GPNMB⁺Gal-3⁺ hepatic parenchymal cells promote immunosuppression and hepatocellular carcinogenesis

Hepatocellular carcinoma (HCC) formation is a multi-step pathological process that involves evolution of a heterogeneous immunosuppressive tumor microenvironment. However, the specific cell populations involved and their origins and contribution to HCC development remain largely unknown. Here, comprehensive single-cell transcriptome sequencing was applied to profile rat models of toxin-induced liver tumorigenesis and HCC patients. Specifically, we identified three populations of hepatic parenchymal cells emerging during HCC progression, termed metabolic hepatocytes (HCMeta), Epcam(+) population with differentiation potential (EP+Diff) and immunosuppressive malignant transformation subset (MTImmu). These distinct subpopulations form an oncogenic trajectory depicting a dynamic landscape of hepatocarcinogenesis, with signature genes reflecting the transition from EP+Diff to MTImmu.
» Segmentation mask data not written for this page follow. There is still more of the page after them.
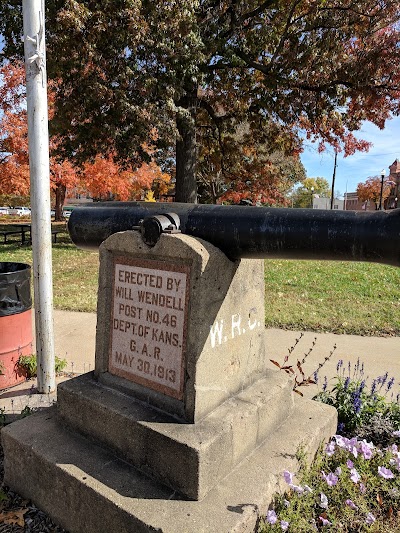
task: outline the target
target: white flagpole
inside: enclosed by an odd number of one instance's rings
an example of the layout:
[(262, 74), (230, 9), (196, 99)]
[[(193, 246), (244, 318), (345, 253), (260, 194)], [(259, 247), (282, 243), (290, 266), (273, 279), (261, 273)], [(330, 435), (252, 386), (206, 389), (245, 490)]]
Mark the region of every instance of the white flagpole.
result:
[(23, 0), (38, 390), (55, 390), (44, 0)]

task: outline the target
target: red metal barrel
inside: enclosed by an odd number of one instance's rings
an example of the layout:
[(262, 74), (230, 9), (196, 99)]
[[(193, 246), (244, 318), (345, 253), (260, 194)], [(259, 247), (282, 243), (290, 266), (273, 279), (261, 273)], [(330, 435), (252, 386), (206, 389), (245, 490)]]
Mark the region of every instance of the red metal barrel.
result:
[(0, 263), (0, 390), (25, 380), (21, 355), (32, 354), (31, 267)]

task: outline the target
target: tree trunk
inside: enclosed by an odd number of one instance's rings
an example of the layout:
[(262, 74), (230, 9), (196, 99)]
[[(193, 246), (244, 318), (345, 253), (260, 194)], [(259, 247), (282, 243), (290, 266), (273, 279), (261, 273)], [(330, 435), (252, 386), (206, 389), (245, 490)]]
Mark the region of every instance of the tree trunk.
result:
[[(196, 98), (191, 99), (194, 103)], [(196, 204), (196, 121), (195, 105), (187, 107), (187, 114), (178, 115), (176, 126), (176, 185), (175, 201)]]
[(56, 222), (60, 222), (60, 220), (63, 220), (63, 207), (65, 202), (65, 194), (67, 192), (67, 188), (62, 183), (57, 183), (56, 185), (56, 207), (55, 207), (55, 217), (54, 220)]

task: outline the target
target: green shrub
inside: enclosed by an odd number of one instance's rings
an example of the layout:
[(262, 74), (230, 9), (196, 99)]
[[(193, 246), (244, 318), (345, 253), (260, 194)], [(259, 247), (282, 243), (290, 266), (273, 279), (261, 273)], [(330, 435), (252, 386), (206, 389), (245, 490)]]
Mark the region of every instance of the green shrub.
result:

Importantly, GPNMB(+)Gal-3(+) MTImmu cells exhibit both malignant and immunosuppressive properties. Moreover, SOX18 is required for the generation and malignant transformation of GPNMB(+)Gal-3(+) MTImmu cells. Enrichment of the GPNMB(+)Gal-3(+) MTImmu subset was found to be associated with poor prognosis and a higher rate of recurrence in patients. Collectively, we unraveled the single-cell HCC progression atlas and uncovered GPNMB(+)Gal-3(+) parenchymal cells as a major subset contributing to the immunosuppressive microenvironment thus malignance in HCC.